Гимны – прославляющие песнопения – по количеству сохранившихся древнейших славянских рукописей занимают первое место. Их больше, чем рукописей библейских текстов, – около двухсот авторских листов. Это придает им особое значение. Кирилл и Мефодий переводили с греческого и Новый Завет, и гимны, их преемники продолжали эту работу примерно сто лет. «Переводы гимнов утрачены в ранних списках моравских и болгарских» (с. 204), тем ценнее гимнографическое наследие Киевской Руси. Это общеславянское достояние. Но далеко не только славянское. По словам Мурьянова, «когда придет время для систематического исследования фонда канонов как целостных произведений поэтического искусства, вторые песни канонов, исключенные переписчиками в подавляющем большинстве рукописей, нужно будет разыскивать по всем трем линиям – греческой, грузинской и славянской, полученные данные помогут дополнить друг друга» (с. 85).
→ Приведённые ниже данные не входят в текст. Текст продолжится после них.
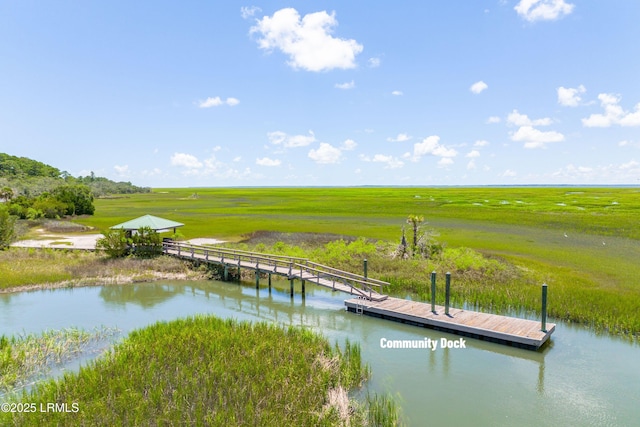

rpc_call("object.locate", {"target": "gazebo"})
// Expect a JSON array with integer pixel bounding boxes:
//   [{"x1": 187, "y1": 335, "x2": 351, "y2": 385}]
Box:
[{"x1": 110, "y1": 214, "x2": 184, "y2": 237}]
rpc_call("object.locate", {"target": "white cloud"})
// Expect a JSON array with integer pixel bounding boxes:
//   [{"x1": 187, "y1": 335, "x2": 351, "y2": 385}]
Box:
[
  {"x1": 341, "y1": 139, "x2": 357, "y2": 151},
  {"x1": 514, "y1": 0, "x2": 575, "y2": 22},
  {"x1": 510, "y1": 126, "x2": 565, "y2": 148},
  {"x1": 170, "y1": 153, "x2": 256, "y2": 180},
  {"x1": 368, "y1": 57, "x2": 381, "y2": 68},
  {"x1": 241, "y1": 6, "x2": 261, "y2": 19},
  {"x1": 171, "y1": 153, "x2": 203, "y2": 169},
  {"x1": 233, "y1": 156, "x2": 242, "y2": 162},
  {"x1": 507, "y1": 109, "x2": 562, "y2": 148},
  {"x1": 470, "y1": 81, "x2": 488, "y2": 94},
  {"x1": 114, "y1": 164, "x2": 129, "y2": 177},
  {"x1": 507, "y1": 109, "x2": 552, "y2": 126},
  {"x1": 268, "y1": 130, "x2": 316, "y2": 148},
  {"x1": 552, "y1": 161, "x2": 640, "y2": 183},
  {"x1": 308, "y1": 143, "x2": 342, "y2": 164},
  {"x1": 250, "y1": 8, "x2": 363, "y2": 72},
  {"x1": 391, "y1": 90, "x2": 403, "y2": 96},
  {"x1": 466, "y1": 150, "x2": 480, "y2": 158},
  {"x1": 619, "y1": 140, "x2": 640, "y2": 148},
  {"x1": 335, "y1": 80, "x2": 355, "y2": 90},
  {"x1": 141, "y1": 168, "x2": 162, "y2": 177},
  {"x1": 557, "y1": 85, "x2": 586, "y2": 107},
  {"x1": 501, "y1": 169, "x2": 517, "y2": 177},
  {"x1": 467, "y1": 159, "x2": 477, "y2": 170},
  {"x1": 438, "y1": 158, "x2": 454, "y2": 167},
  {"x1": 408, "y1": 135, "x2": 457, "y2": 162},
  {"x1": 486, "y1": 116, "x2": 501, "y2": 124},
  {"x1": 360, "y1": 154, "x2": 404, "y2": 169},
  {"x1": 198, "y1": 97, "x2": 240, "y2": 108},
  {"x1": 256, "y1": 157, "x2": 281, "y2": 167},
  {"x1": 582, "y1": 93, "x2": 640, "y2": 127},
  {"x1": 387, "y1": 133, "x2": 411, "y2": 143},
  {"x1": 474, "y1": 140, "x2": 490, "y2": 147}
]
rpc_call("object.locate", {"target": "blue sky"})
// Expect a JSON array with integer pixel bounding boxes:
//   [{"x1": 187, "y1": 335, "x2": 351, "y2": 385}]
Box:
[{"x1": 1, "y1": 1, "x2": 639, "y2": 187}]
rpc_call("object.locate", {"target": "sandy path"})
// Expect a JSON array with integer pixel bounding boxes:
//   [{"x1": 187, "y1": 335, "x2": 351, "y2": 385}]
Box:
[
  {"x1": 11, "y1": 234, "x2": 104, "y2": 250},
  {"x1": 10, "y1": 235, "x2": 225, "y2": 250}
]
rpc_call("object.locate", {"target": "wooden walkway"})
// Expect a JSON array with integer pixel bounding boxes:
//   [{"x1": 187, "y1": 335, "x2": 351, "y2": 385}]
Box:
[
  {"x1": 163, "y1": 241, "x2": 554, "y2": 350},
  {"x1": 162, "y1": 241, "x2": 389, "y2": 301},
  {"x1": 345, "y1": 297, "x2": 555, "y2": 350}
]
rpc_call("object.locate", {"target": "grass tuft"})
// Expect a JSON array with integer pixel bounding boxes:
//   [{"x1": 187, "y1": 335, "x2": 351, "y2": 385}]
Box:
[{"x1": 0, "y1": 316, "x2": 392, "y2": 426}]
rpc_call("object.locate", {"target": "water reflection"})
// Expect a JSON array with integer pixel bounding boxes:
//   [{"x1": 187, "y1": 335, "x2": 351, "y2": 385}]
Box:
[
  {"x1": 99, "y1": 283, "x2": 185, "y2": 308},
  {"x1": 1, "y1": 280, "x2": 638, "y2": 426}
]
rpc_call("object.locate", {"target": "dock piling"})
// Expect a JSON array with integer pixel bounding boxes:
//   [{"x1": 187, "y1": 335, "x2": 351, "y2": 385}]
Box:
[
  {"x1": 445, "y1": 272, "x2": 451, "y2": 316},
  {"x1": 541, "y1": 283, "x2": 548, "y2": 332},
  {"x1": 430, "y1": 271, "x2": 437, "y2": 313}
]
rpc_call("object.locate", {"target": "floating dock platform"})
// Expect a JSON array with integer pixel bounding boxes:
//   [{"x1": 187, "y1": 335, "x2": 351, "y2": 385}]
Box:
[{"x1": 345, "y1": 296, "x2": 555, "y2": 350}]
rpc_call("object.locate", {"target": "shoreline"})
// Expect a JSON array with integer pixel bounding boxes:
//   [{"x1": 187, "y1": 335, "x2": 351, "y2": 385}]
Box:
[{"x1": 0, "y1": 271, "x2": 208, "y2": 295}]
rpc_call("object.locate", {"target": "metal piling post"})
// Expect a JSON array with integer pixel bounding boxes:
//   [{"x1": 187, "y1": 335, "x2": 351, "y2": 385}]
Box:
[
  {"x1": 445, "y1": 272, "x2": 451, "y2": 316},
  {"x1": 431, "y1": 271, "x2": 437, "y2": 313},
  {"x1": 541, "y1": 283, "x2": 548, "y2": 332}
]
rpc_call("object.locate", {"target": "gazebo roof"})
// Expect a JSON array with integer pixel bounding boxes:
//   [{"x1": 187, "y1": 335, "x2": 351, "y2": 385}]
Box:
[{"x1": 110, "y1": 214, "x2": 184, "y2": 232}]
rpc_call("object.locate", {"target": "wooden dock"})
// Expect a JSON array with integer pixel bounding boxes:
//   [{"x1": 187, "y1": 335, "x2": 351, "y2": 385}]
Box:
[
  {"x1": 345, "y1": 297, "x2": 555, "y2": 350},
  {"x1": 163, "y1": 241, "x2": 388, "y2": 301},
  {"x1": 163, "y1": 241, "x2": 554, "y2": 350}
]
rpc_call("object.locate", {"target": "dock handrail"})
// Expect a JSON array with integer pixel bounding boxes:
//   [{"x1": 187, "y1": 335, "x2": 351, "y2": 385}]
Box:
[{"x1": 162, "y1": 241, "x2": 388, "y2": 300}]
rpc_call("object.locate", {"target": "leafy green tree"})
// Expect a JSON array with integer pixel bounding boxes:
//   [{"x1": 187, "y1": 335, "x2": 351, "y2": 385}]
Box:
[
  {"x1": 0, "y1": 187, "x2": 13, "y2": 202},
  {"x1": 131, "y1": 226, "x2": 162, "y2": 257},
  {"x1": 406, "y1": 214, "x2": 424, "y2": 256},
  {"x1": 95, "y1": 229, "x2": 131, "y2": 258},
  {"x1": 32, "y1": 197, "x2": 68, "y2": 219},
  {"x1": 52, "y1": 184, "x2": 95, "y2": 216},
  {"x1": 0, "y1": 205, "x2": 16, "y2": 250}
]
Отмечены заслуги грузинских филологов, занимавшихся данной проблематикой, в отличие от русских. До революции «Синод не собирался допускать критическую мысль в традиционное заучивание гимнографических церковнославянских текстов, во многих случаях дурно переведенных с греческого языка» (с. 19), советское время тоже не располагало к аналитическому рассмотрению этого материала. Он не издавался, да и «подготовить его полноценное критическое издание невозможно, пока <…>нет достаточно глубокого понимания предмета» (там же). Естественно, что пионерскую роль мурьяновского исследования и включенных в него публикаций трудно переоценить.
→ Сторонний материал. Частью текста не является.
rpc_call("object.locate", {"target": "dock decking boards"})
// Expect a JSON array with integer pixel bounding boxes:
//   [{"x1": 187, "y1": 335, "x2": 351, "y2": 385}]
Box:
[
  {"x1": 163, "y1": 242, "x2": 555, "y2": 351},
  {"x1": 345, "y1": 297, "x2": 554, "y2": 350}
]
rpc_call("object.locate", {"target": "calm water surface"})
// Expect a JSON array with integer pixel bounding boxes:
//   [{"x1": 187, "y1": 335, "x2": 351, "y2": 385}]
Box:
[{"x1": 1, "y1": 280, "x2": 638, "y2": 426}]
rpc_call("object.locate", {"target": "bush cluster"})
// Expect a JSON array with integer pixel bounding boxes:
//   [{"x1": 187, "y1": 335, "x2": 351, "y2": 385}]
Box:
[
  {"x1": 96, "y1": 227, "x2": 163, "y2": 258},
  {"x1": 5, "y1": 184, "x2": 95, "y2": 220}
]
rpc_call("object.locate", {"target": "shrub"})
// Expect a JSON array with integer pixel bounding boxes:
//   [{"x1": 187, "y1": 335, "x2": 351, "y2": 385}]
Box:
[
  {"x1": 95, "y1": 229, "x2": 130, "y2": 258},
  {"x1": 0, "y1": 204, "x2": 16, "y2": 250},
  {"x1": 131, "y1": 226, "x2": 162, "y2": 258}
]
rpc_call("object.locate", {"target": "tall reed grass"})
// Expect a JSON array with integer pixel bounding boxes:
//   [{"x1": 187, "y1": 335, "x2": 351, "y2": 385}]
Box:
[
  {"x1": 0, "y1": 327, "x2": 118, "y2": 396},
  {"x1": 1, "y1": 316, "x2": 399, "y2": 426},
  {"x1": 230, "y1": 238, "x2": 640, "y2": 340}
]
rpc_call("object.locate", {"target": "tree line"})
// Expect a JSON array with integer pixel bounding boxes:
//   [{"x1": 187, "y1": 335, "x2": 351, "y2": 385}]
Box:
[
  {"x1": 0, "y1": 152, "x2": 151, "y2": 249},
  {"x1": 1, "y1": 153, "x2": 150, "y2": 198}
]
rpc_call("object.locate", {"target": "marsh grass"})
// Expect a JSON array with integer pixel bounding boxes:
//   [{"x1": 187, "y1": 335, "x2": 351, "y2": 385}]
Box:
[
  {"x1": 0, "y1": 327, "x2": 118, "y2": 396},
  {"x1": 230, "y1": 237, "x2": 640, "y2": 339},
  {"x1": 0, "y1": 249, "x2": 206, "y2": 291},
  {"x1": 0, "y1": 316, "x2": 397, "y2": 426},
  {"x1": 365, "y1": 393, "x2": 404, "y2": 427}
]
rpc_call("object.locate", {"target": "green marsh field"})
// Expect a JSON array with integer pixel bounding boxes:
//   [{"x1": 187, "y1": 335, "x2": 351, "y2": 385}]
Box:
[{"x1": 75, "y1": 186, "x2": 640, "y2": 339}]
«Дурно переведенные» в данном случае значит «неточно». В этом смысле приоритет отдавался текстам Писания, а также государственным и юридическим: «Библию, тексты канонического права, дипломатическую документацию переводили несравненно лучше» (с. 300), – сказано в «Комментариях к Канону Феодора Дафнопата». Но вовсе не обязательно это было признаком невнимательного отношения к гимнографии. Дважды в книге отмечено, что «Новый Завет написан на простом и ясном греческом языке» (с. 226), его создавали «безыскусные авторы», чей язык «был обращен к самым простым людям и вызывал презрение образованных современников, сформировавших свой вкус на изысканной эллинистической прозе и поэзии» (с. 204). «»Деяния апостолов», получившие окончательную редакцию вскоре после 75 г. <…> имеют богатый словник: из 2000 лексем, насчитывающихся в этом памятнике, 450 не встречаются в других книгах Нового Завета; более богат здесь и синтаксис, отмечено и некоторое стилистическое превосходство» (с. 114). В статье «К интерпретации славянских цветообозначений» Апокалипсис, замыкающий Новый Завет, определен в качестве его «единственной «цветной» книги» (с. 411), наблюдается «уменьшение частотности цветообозначений в языке Библии при переходе от Ветхого Завета к Новому <…> Однако развитие византийской эстетики не пошло по пути такого обесцвечивания» (с. 409). Это касается и гимнографии, причем далеко не в одном лишь указанном отношении. «Кирилло-мефодиевская миссия, направленная к славянам константинопольским патриархом Фотием, была с самого начала поставлена перед необходимостью перевести на младописьменный язык славян, народа пастухов и земледельцев, не только Новый Завет <…> Нужно было перевести и гимнодию важнейших праздников церковного календаря, написанную на усложненном языке столичных поэтов, в числе которых был и сам патриарх Фотий – один из самых образованных людей своего времени, знаток античной литературы» (с. 204). Вот в этих переводах, нередко комментируя каждое слово, и разбирался Мурьянов, самый образованный человек своего времени, знаток многих языков и литератур.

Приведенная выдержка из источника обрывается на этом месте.